Над головой, распространяя острый эфирный запах, шелестели листья южного ореха.

Андрей глубоко вздохнул и закрыл глаза. Неожиданно он услышал легкое поскрипывание песка и насторожился: открыл глаза, приподнялся на локтях. Из-за ближайшей яблони появилась женская фигура. Он сразу узнал Альфию.

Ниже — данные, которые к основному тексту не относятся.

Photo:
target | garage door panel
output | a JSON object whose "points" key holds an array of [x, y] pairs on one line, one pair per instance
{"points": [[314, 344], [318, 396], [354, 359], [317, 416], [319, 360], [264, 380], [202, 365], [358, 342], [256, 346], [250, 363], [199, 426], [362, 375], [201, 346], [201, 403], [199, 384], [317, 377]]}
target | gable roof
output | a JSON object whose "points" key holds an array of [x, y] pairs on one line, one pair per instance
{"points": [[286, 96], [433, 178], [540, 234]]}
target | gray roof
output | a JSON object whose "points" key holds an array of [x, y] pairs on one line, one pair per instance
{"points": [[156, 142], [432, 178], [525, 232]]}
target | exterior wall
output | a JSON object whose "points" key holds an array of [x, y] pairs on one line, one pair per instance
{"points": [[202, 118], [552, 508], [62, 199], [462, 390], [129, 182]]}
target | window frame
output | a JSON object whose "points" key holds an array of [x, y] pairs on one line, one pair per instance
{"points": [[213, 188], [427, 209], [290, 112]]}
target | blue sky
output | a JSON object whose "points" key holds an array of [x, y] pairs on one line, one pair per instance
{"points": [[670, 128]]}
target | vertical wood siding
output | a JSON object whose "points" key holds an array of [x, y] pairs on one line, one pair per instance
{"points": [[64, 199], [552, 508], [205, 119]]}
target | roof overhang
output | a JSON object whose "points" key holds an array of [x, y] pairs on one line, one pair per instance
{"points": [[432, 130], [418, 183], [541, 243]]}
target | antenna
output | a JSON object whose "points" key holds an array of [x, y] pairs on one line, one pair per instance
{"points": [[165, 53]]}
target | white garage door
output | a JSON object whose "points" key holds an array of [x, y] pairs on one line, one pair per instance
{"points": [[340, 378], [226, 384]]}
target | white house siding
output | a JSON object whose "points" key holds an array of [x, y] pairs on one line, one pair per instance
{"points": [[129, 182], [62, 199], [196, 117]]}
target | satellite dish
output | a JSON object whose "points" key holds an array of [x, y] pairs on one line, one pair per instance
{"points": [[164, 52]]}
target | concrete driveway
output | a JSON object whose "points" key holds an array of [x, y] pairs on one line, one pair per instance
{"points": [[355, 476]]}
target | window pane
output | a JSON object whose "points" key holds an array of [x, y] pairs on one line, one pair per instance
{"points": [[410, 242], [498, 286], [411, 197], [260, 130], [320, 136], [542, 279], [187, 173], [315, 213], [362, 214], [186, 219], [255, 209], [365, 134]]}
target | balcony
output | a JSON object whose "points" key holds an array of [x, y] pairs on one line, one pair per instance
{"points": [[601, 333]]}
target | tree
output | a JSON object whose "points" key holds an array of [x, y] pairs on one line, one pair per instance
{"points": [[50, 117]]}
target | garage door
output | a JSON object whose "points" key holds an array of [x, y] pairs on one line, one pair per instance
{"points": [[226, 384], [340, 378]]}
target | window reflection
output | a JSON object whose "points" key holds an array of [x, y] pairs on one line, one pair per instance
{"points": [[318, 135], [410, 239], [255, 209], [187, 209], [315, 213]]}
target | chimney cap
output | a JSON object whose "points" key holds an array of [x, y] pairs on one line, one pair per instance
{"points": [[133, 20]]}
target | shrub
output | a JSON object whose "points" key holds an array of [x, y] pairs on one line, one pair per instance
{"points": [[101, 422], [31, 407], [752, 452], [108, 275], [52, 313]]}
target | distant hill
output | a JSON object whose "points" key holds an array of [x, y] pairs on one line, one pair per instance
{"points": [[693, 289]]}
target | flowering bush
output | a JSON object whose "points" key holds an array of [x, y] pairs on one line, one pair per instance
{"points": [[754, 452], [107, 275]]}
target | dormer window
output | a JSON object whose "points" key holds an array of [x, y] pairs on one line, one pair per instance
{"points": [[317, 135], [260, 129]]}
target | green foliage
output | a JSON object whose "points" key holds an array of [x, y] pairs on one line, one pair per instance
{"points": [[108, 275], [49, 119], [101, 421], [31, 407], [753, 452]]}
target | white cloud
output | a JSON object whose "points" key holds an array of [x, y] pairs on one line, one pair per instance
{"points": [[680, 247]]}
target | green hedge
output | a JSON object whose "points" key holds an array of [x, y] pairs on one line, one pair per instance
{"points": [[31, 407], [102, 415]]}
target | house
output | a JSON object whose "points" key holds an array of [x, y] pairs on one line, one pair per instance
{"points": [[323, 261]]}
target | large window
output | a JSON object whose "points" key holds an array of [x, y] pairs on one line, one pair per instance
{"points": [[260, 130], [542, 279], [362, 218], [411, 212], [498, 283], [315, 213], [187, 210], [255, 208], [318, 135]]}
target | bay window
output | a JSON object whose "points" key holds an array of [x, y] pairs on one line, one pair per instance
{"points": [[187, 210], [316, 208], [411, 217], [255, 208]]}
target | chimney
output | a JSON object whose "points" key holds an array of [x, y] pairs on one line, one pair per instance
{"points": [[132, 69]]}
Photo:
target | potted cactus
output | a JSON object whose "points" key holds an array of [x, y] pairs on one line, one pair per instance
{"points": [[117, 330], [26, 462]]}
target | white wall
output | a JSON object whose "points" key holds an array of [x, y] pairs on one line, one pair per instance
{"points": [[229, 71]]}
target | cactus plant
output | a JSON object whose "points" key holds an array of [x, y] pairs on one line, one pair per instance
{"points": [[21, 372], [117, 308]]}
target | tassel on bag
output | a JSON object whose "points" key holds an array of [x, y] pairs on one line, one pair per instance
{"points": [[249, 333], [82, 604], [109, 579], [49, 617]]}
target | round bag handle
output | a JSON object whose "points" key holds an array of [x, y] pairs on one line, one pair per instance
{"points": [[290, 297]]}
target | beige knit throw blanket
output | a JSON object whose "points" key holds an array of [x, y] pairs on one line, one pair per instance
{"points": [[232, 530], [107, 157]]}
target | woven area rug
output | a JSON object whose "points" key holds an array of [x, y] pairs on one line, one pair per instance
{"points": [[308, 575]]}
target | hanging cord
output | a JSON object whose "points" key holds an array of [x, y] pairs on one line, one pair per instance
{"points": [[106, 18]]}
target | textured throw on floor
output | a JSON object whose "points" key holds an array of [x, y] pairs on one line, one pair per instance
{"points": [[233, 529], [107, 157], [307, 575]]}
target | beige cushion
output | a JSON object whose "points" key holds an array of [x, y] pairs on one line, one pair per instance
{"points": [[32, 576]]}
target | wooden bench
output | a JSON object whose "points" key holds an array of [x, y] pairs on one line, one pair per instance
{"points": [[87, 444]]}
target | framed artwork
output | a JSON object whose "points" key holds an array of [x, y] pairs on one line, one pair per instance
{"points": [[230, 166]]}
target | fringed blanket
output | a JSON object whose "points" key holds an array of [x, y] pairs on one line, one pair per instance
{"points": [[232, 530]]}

Одетая в легкий шелковый халат, она шла и несла в руках блюдо с фруктами. Огромная луна, светившая ей в спину, просвечивала халат насквозь, и Андрей не столько увидел, сколько в воображении дорисовал ее тело — узкую талию, широкие бедра, стройные ноги. Распущенные волосы свободно спадали на ее плечи.

Андрей сел на постели.

— Я вас не разбудила? — голос Али прозвучал тихо и напряженно. — Вы не сердитесь? Если что, простите, я уйду.

— Нет, все нормально.

Она, продолжая объяснять свое появление, сказала:

— Так уж повелось: ложусь поздно, долго не могу заснуть, а поговорить не с кем.

— Я не хочу спать, садитесь, поговорим.

Она вздохнула. Он протянул ей навстречу руку.

Она осторожно поставила блюдо на столик, ножки которого, так же как и у топчана, тонули в земле, и подала ему свою ладонь. Ее тонкие пальцы были холодными и чуть подрагивали.

— Вы замерзли, — Андрей взял обе ее ладони, поднес к губам и стал дышать на пальцы, согревая их. — Садитесь.

Она опустилась на край постели.

— Можно на ты? — спросила она.

— Конечно. Ты чем-то расстроена? Верно?

— Есть немного.

— Расскажи, может, станет легче.

— Расскажу, хотя легче вряд ли станет. В последнее время я живу в страхе. Меня пугает все, что сейчас происходит вокруг. Я давно в Фергане. Здесь много знакомых. Мало русских, больше узбеков. Люди хорошие. С умеренной верой в Аллаха. Вера им больше нужна для душевного равновесия, чем для превращения в фанатиков. Они не станут есть с тобой свинину, но никогда не ударят по руке того, кто перекрестится. Зато появилось и становится все больше таких, кто стремится обратить всех в нетерпимых фанатиков. Я видела, к чему это приводит. Когда человеку говорят, будто убить иноверца дело богоугодное, он превращается в зверя. Сегодня, когда вокруг нас тысячи людей не имеют ни работы, ни шансов ее получить, появление в их руках ножей зальет Среднюю Азию кровью. После того как убили папу, я всего боюсь, потеряла веру в людей.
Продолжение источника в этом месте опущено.